One of the long-running questions in the administration of the Clean Air Act is the extent to which EPA can implement the Act through market-based mechanisms, such as cap-and-trade programs.  Yesterday, the Supreme Court affirmed EPA's authority to do so in the context of the Act's "good neighbor" provision governing interstate transport of air pollutants.  See EPA v.

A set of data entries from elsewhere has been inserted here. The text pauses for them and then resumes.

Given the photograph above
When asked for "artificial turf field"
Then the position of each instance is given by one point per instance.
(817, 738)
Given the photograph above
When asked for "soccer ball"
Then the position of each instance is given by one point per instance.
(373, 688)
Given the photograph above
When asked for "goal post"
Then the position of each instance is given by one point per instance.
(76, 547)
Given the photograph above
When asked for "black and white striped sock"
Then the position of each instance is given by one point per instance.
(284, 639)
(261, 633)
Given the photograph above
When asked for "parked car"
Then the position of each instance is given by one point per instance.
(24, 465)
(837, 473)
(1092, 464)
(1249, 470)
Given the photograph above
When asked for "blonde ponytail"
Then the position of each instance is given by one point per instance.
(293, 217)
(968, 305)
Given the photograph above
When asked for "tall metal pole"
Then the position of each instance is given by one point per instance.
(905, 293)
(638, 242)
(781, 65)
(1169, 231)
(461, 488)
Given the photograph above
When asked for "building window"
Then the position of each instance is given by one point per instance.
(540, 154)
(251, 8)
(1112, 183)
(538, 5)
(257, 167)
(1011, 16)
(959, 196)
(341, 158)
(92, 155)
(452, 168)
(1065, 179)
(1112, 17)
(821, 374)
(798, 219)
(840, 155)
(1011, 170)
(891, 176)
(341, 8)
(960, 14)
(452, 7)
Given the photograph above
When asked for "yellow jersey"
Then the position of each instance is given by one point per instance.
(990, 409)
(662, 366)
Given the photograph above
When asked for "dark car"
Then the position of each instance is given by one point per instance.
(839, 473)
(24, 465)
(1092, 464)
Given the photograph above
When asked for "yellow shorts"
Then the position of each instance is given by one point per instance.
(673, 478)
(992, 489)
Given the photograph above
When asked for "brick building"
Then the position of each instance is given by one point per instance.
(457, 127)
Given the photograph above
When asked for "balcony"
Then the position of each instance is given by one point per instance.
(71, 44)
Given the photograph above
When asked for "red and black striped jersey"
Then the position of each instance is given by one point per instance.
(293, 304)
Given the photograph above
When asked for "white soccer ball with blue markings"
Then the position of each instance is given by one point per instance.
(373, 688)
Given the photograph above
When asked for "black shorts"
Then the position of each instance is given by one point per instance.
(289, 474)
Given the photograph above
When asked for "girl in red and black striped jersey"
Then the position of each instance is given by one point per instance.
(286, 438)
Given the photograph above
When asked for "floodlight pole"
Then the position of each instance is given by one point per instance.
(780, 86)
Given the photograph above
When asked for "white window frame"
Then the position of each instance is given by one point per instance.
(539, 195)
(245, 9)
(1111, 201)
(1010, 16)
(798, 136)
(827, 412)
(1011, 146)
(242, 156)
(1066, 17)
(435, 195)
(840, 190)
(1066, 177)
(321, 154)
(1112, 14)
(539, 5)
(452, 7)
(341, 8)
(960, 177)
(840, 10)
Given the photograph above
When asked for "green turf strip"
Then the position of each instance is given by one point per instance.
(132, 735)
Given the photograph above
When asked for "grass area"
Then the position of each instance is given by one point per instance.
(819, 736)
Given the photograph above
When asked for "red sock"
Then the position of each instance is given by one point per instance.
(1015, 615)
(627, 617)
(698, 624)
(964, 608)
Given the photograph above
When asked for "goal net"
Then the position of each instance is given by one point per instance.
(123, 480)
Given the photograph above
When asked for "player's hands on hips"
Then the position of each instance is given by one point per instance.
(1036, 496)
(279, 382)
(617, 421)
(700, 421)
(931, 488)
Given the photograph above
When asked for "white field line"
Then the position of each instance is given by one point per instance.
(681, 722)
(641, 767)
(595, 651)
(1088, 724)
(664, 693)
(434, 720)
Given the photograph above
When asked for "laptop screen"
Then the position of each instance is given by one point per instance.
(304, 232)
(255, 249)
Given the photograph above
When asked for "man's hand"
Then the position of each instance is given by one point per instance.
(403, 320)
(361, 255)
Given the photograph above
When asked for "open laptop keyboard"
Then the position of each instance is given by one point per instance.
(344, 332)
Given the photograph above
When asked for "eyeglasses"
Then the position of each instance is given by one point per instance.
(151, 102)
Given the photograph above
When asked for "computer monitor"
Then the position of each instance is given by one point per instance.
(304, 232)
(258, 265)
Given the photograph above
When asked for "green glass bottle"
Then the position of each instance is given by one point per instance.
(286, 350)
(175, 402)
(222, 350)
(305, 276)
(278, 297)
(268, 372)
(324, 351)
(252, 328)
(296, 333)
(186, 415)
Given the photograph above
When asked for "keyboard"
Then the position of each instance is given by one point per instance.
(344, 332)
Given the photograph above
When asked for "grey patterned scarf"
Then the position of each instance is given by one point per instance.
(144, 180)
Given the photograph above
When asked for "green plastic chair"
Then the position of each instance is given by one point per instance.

EME Homer City Generation (Apr. 29, 2014).  This decision will pave the way for EPA to begin implementing the Cross-State Air Pollution Rule ("CSAPR"), a cap-and-trade program limiting the emission of sulfur dioxide and nitrogen oxides in much of the United States.

In a 6-2 decision penned by Justice Ginsburg, the Supreme Court reversed the D.C. Circuit's 2012 decision vacating CSAPR.  Although the Court decided numerous specific questions regarding the Clean Air Act's administration, it reached two fundamental holdings.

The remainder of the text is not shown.